I got these pictures from this resource book:
You could easily use just one image and make a stick puppet or put a magnet or sand paper on the back to tell this as a magnet or flannelboard story.
When my children acted out the story – after hearing it a few times, we actually used a classroom table for the bridge, and they trip trapped over the top – on their hands and knees, with the “troll” hiding underneath!
We used these pictures as necklaces for the characters:
These 4 pictures can be used to sequence the story, or to go along with an oral retelling. I reduced the size of these pictures for a writing project. The children cut the pictures out and glued them into a booklet in the correct order. Then they wrote a sentence or two describing what was happening in that picture.
For example –
“The littlest Billy Goat Gruff went across the bridge.”
“The second Billy Goat told the troll to wait for his big brother.”
“The biggest Billy Goat Gruff pushed the troll into the water.”
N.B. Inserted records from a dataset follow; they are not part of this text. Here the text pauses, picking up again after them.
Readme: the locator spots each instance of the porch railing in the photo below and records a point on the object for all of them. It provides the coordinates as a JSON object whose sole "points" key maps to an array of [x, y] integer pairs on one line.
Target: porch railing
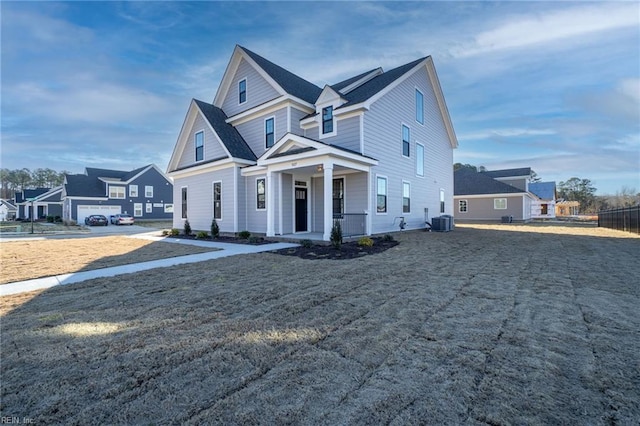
{"points": [[353, 224]]}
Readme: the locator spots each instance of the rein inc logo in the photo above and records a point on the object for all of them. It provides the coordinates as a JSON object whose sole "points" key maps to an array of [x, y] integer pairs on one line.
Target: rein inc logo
{"points": [[10, 420]]}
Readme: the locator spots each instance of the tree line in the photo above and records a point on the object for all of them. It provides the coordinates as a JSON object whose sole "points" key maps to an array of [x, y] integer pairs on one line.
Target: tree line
{"points": [[583, 191], [12, 181]]}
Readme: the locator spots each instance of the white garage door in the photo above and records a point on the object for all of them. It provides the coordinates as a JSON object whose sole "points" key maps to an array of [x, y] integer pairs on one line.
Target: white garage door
{"points": [[84, 211]]}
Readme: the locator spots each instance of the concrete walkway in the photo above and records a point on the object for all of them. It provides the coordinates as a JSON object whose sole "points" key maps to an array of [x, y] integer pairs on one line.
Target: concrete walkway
{"points": [[224, 250]]}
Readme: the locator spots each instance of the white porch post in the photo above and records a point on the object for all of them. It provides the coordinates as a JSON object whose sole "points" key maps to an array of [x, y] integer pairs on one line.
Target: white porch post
{"points": [[270, 188], [328, 200]]}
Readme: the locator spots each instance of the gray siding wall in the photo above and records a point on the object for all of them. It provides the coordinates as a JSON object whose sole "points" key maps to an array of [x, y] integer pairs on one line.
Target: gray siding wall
{"points": [[383, 141], [200, 200], [253, 131], [212, 146], [259, 90]]}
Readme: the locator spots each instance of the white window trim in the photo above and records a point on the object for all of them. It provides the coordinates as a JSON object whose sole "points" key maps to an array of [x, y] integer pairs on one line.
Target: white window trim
{"points": [[255, 185], [420, 159], [402, 140], [387, 194], [213, 210]]}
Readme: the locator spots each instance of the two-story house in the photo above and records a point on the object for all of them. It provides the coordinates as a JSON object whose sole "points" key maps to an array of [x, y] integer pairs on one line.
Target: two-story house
{"points": [[274, 154]]}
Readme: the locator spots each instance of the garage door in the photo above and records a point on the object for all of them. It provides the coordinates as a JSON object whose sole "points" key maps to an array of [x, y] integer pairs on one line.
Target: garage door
{"points": [[84, 211]]}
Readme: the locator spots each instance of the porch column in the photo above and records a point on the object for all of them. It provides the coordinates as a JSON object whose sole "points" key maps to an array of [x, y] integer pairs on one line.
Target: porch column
{"points": [[271, 204], [328, 200]]}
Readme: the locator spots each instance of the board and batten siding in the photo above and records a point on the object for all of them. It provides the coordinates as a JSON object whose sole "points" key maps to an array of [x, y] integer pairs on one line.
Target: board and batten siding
{"points": [[212, 145], [200, 200], [259, 90], [383, 141], [253, 131]]}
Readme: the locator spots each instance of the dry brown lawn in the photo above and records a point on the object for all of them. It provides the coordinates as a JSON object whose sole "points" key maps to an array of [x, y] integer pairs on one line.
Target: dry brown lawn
{"points": [[27, 259], [483, 325]]}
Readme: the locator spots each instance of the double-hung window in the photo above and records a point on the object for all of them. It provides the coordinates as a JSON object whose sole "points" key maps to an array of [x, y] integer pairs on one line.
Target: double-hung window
{"points": [[269, 132], [327, 120], [406, 197], [261, 194], [199, 142], [242, 91], [406, 140], [381, 194]]}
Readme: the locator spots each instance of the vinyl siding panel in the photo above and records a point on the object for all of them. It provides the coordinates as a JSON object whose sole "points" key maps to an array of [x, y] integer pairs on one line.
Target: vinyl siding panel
{"points": [[383, 141], [212, 146], [259, 90]]}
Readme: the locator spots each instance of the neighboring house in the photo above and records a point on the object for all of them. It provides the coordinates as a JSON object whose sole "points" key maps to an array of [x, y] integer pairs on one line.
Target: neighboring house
{"points": [[8, 211], [145, 193], [491, 196], [276, 155], [545, 206]]}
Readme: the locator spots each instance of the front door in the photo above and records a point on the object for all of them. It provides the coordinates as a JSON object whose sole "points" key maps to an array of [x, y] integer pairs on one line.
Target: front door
{"points": [[301, 209]]}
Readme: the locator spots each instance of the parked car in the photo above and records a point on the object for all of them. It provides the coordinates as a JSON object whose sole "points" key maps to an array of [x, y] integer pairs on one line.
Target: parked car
{"points": [[96, 220], [122, 219]]}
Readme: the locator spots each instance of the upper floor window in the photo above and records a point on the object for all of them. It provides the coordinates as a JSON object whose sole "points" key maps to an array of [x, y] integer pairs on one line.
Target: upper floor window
{"points": [[419, 107], [242, 91], [327, 120], [116, 192], [199, 141], [269, 132], [406, 138]]}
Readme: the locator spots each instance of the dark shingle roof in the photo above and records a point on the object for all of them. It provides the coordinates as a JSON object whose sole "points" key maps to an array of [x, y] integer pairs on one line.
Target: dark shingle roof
{"points": [[290, 82], [235, 144], [469, 182]]}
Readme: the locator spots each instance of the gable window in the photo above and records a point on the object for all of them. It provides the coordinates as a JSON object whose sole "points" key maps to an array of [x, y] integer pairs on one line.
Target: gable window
{"points": [[116, 192], [184, 202], [419, 159], [499, 203], [269, 132], [261, 194], [327, 120], [406, 138], [382, 195], [419, 107], [242, 91], [217, 200], [406, 197], [199, 141], [338, 197]]}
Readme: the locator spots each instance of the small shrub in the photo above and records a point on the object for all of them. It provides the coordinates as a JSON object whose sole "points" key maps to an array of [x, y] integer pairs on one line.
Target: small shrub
{"points": [[336, 235], [365, 242], [215, 229]]}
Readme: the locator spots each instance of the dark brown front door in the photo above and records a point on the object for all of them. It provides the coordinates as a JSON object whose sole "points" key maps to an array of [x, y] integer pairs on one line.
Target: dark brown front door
{"points": [[301, 209]]}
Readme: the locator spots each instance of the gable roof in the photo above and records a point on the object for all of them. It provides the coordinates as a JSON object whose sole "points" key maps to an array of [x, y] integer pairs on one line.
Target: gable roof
{"points": [[291, 83], [469, 182]]}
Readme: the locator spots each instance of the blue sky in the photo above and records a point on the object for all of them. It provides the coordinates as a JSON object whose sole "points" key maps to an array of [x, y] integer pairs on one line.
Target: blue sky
{"points": [[550, 85]]}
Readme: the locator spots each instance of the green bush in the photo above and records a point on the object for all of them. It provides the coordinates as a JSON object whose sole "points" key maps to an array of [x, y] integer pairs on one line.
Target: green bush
{"points": [[336, 235], [215, 229], [365, 242]]}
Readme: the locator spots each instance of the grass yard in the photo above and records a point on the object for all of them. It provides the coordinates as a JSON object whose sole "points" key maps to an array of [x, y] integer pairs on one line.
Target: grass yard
{"points": [[26, 259], [499, 325]]}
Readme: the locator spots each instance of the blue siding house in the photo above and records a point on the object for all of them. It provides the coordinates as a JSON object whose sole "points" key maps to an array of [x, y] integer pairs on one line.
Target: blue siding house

“The goats went across the bridge and ate the green grass.”
I photocopied these two pages back to back, then cut them in half and stapled them to make a booklet numbered 1-4.
Each child also need one set of these pictures – there are 2 sets on each page.
I liked this project because it gave the children a chance to retell the story, and write sentences, but they didn’t have to create the idea this time. It was fun to see which children added descriptive language like “trip trap” or “mean, ugly troll.”
Sometimes I just asked the children to write about their favorite part of the story instead of sequencing the parts. I had lines at the bottom for the children to write, I left them off so you could add the type of lines your children are used to writing on.